Hi Fernando,
Yesterday I changed the Ubuntu to 64 bit version, because I'd like to try
out
MongoDB indexing library records, and the 32 bit version has some limitation
(the maximal database could not exceed 2 GB). I haven't tried MARC yet, only
XC records, which is a derivative of MARC, but from the documentation I read
that the idea is absolutely possible.
This is an example from Mongo's document [1]:
doc = { author: 'joe',
created : new Date('03-28-2009'),
title : 'Yet another blog post',
text : 'Here is the text...',
tags : [ 'example', 'joe' ],
comments : [ { author: 'jim', comment: 'I disagree' },
{ author: 'nancy', comment: 'Good post' }
]
}
db.post.insert(doc)
db.posts.find( { "comments.author" : "jim" } )
The most exciting here - for me - that is is not just a simple key-value
storage (a Lucene/Solr), but provides embeding field, so you can bravely
insert subfields, indicators etc. The will remain compact and findable.
So you can combine the relations known from traditional relational
databases and the flexibility and speed known from Solr.
I will let you know as soon I could insert first MARC records to Mongo.
[1] http://www.mongodb.org/display/DOCS/Inserting
regards,
Péter
eXtensible Catalog
----- Original Message -----
From: "Fernando Gómez" <[log in to unmask]>
To: <[log in to unmask]>
Sent: Thursday, May 13, 2010 2:59 PM
Subject: [CODE4LIB] Indexing MARC(-JSON) with MongoDB?
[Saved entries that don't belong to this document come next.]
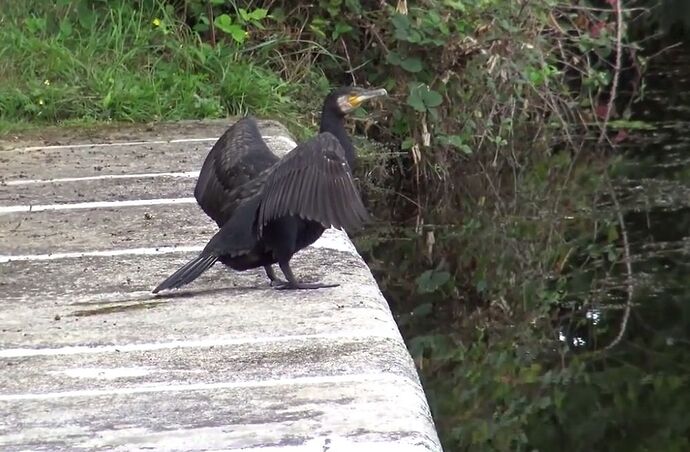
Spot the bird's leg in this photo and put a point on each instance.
(272, 276)
(293, 284)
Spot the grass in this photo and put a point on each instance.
(67, 63)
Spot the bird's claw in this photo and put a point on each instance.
(277, 282)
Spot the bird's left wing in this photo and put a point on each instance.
(314, 182)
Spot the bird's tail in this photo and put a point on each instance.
(188, 272)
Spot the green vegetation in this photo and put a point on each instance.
(74, 61)
(488, 178)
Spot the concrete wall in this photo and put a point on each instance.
(89, 358)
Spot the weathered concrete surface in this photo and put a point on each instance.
(90, 359)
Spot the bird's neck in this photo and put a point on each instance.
(335, 123)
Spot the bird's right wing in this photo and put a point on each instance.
(314, 182)
(238, 156)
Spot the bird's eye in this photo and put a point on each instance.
(354, 100)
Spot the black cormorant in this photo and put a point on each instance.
(269, 208)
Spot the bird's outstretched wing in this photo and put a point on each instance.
(239, 156)
(314, 182)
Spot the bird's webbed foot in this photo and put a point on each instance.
(300, 285)
(274, 280)
(293, 284)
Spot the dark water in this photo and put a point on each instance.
(653, 186)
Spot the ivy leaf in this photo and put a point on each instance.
(224, 23)
(412, 64)
(393, 58)
(258, 14)
(422, 98)
(341, 28)
(415, 100)
(432, 98)
(431, 280)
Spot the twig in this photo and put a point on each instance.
(212, 24)
(617, 68)
(628, 267)
(351, 71)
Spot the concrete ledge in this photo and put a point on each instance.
(91, 359)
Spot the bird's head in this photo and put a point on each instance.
(348, 98)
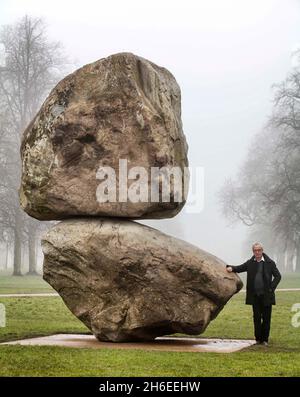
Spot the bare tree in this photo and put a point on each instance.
(30, 68)
(266, 192)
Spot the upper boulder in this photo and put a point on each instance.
(122, 107)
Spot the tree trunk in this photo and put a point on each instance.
(298, 257)
(32, 253)
(17, 246)
(6, 257)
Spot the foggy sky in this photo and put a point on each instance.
(224, 54)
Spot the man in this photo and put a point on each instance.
(262, 280)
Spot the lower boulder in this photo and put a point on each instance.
(130, 282)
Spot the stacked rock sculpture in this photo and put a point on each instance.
(100, 128)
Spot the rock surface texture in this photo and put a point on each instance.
(127, 281)
(119, 107)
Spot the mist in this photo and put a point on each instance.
(225, 55)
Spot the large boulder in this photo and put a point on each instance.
(127, 281)
(119, 107)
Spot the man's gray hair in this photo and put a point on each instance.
(257, 245)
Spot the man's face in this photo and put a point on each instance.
(257, 251)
> There's been some talk in code4lib about using MongoDB to store MARC
> records in some kind of JSON format. I'd like to know if you have
> experimented with indexing those documents in MongoDB. From my limited
> exposure to MongoDB, it seems difficult, unless MongoDB supports some
> kind of "custom indexing" functionality.
>
> According to the MongoDB docs [1], "you can create an index by calling
> the ensureIndex() function, and providing a document that specifies
> one or more keys to index." Examples of this are:
>
> db.things.ensureIndex({"city": 1})
> db.things.ensureIndex({"address.city": 1})
>
> That is, you specify the keys giving a path from the root of the
> document to the data element you are interested in. Such a path acts
> both as the index's name, and as an specification of how to get the
> keys's values.
>
> In the case of two proposed MARC-JSON formats [2, 3], I can't see such
> "path". For example, say you want an index on field 001. Simplifying,
> the JSON docs would look like this
>
> { "fields" : [ ["001", "001 value"], ... ] }
>
> or this
>
> { "controlfield" : [ { "tag" : "001", "data" : "fst01312614" }, ... ] }
>
> How would you specify field 001 to MongoDB?
>
> It would be nice to have some kind of custom indexing, where one could
> provide an index name and separately a JavaScript function specifying
> how to obtain the keys's values for that index.
>
> Any suggestions? Do other document oriented databases offer a better
> solution for this?
>
>
> BTW, I fed MongoDB with the example MARC records in [2] and [3], and
> it choked on them. Both are missing some commas :-)
>
>
> [1] http://www.mongodb.org/display/DOCS/Indexes
> [2] http://robotlibrarian.billdueber.com/new-interest-in-marc-hash-json/
> [3] http://worldcat.org/devnet/wiki/MARC-JSON_Draft_2010-03-11
>
>
> --
> Fernando Gómez
> Biblioteca "Antonio Monteiro"
> INMABB (Conicet / Universidad Nacional del Sur)
> Av. Alem 1253
> B8000CPB Bahía Blanca, Argentina
> Tel. +54 (291) 459 5116
> http://inmabb.criba.edu.ar/
>
|